Il progetto di ricerca AguaSociaL – Water Related Science (finanziato dal 7° programma quadro dell’Unione Europea) coordinato dall’Università degli Studi Roma Tre, ha cercato di valutare l’impatto socio-economico di alcuni progetti di interesse nazionale implementati nello Stato Federale del Pará. Particolare attenzione è stata riservata alla microregione circostante la Centrale Idroelettrica Tucuruí – uno dei principali investimenti previsti dal programma Grande Carajás- che è diventata la prima centrale idroelettrica del Brasile e la quinta nel mondo per capacità produttiva. La ricerca è stata resa possibile dalla disponibilità di dati geo-referenziati prodotti dall’ Instituto Brasileiro de Geografia e Estatística (IBGE) su reddito pro capite, vulnerabilità alla povertà e distribuzione del reddito (indice di Gini) (anni 1991, 2000 e 2010) disponibili per tutte le 144 municipalità dello stato brasiliano del Pará, nell’Amazônia Legal (l’Amazzonia brasiliana).

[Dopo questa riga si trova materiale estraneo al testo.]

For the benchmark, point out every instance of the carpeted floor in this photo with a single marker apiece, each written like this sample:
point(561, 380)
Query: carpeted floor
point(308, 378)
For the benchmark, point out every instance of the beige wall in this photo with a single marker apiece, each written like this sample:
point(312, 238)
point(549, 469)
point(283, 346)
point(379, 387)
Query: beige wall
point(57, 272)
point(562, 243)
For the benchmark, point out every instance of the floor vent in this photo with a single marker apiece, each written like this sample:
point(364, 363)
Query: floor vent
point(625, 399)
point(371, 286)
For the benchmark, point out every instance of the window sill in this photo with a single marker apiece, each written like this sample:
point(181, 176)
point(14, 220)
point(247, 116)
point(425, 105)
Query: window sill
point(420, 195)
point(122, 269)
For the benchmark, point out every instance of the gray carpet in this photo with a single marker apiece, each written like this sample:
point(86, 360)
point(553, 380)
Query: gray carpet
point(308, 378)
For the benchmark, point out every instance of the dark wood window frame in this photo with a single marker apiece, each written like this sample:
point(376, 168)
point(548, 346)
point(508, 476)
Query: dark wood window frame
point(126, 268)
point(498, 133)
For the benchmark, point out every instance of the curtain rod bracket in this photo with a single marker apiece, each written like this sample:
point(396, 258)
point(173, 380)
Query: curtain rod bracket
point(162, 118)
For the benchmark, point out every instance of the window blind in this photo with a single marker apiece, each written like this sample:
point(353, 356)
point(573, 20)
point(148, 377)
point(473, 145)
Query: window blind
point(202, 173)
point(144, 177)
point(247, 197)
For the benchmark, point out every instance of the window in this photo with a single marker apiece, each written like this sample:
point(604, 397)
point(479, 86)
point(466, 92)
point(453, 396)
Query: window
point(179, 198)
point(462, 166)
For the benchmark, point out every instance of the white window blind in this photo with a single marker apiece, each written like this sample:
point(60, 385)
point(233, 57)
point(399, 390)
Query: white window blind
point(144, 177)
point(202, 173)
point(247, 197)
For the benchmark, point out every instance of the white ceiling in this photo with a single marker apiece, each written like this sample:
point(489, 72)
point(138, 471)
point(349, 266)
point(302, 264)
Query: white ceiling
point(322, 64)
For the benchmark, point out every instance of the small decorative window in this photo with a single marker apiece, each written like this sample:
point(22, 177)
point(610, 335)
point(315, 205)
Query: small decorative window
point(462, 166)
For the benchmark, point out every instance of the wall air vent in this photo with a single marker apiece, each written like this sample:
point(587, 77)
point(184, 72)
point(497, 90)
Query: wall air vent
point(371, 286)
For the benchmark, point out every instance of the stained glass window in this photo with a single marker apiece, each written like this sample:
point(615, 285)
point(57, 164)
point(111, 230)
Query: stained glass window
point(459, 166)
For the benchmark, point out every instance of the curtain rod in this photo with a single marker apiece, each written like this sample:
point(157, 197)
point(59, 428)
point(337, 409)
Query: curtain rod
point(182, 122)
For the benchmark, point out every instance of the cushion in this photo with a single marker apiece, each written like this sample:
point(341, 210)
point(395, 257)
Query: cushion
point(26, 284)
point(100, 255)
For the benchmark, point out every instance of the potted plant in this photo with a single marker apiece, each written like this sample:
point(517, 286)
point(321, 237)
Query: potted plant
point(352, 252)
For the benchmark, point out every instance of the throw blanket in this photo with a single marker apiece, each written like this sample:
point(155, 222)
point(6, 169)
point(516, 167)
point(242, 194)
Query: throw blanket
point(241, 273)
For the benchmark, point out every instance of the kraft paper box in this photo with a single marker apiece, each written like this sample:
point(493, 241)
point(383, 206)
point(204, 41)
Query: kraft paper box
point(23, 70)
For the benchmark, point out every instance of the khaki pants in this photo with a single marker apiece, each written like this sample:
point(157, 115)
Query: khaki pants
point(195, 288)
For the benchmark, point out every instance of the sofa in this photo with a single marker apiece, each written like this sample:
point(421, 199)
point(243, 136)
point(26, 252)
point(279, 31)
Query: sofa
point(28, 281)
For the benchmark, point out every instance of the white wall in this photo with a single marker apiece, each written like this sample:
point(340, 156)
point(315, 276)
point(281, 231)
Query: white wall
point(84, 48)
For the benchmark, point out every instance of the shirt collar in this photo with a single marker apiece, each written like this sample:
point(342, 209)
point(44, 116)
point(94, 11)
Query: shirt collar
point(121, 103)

Dopo una selezione di 27 municipalità interessate da grandi centrali idroelettriche, i dati risultano piuttosto espliciti: più si va avanti con gli anni, e nonostante l’aumento del reddito, maggiore è la vulnerabilità alla povertà (si veda Iorio et al.2018, “The Brazilian Amazon: a resource curse or renewed colonialism?”). Tutte le 27 municipalità hanno trend non incoraggianti, ma le municipalità a valle della centrale idroelettrica di Tucuruí sono le peggiori, a dimostrazione che investimenti energetici di interesse nazionale possono trasformarsi da opportunità in minaccia per un’area che, all’atto pratico, ha performance al di sotto della media non soltanto dello Stato, ma anche dell’intera Federazione.
L’area a valle presenta il quadro più critico perché ha una struttura economico sociale estremamente dipendente dal fiume (fonte di materie prime e mezzo di comunicazione) ed è soggetta alle maggiori e peggiori mutazioni ambientali. Nonostante ciò, è classificata come “area interessata indirettamente” e per questo ha sempre beneficiato, da parte del colosso brasiliano dell’energia Eletrobras/Eletronorte, di compensazioni irrisorie e tardive rispetto a quanto avvenuto con lo “spazio polarizzato a monte”. Inevitabile è allora, tenendo conto anche dell’incidenza di ulteriori fattori esogeni di tipo storico e geografico, pensare che le aree amazzoniche soggette a interventi di interesse nazionale presentino una naturale predisposizione a replicare l’esperienza di Tucuruí.
Il caso della centrale idroelettrica di Belo Monte, entrata in funzione nel 2016 tra le proteste di ambientalisti e popolazione locale, insinua il dubbio che la storia stia per ripetersi.
Sebbene i programmi di interesse nazionale implementati in Brasile a partire dallo sfruttamento di riserve locali garantiscano un grande afflusso di capitali, ciascun grande progetto assicura una crescita insostenibile. Il semplice ruolo di supplier non può evidentemente garantire l’integrazione regionale, relegando l’Amazzonia a jardim do Brasil, come denuncia nel 2017 il giornalista paraense Lucio Flavio Pinto in occasione di una serie di conferenze intitolate “de-colonizzare l’Amazzonia”.
Tuttavia, il quadro politico istituzionale brasiliano non sembra promettere stabilità, mentre il tessuto sociale già estremamente eterogeneo risulta spaccato sia da un punto di vista socio-politico che geografico. Le privatizzazioni rilanceranno davvero l’economia o si trasformeranno in una ufficiosa svendita delle proprie dotazioni di risorse naturali? Qualunque sia la risposta a questa e ad altre domande, le esperienze passate ed i risultati presenti suggeriscono la necessità di concentrare le politiche verso lo sradicamento di diseguaglianze e povertà, vera emergenza nazionale, ma la valorizzazione economica delle risorse (presenti in enormi quantità) non deve prescindere dalla conservazione di un territorio unico al mondo, in modo da garantire una crescita nazionale in grado di trainare quella locale garantendo cosi uno sviluppo sostenibile e integrato.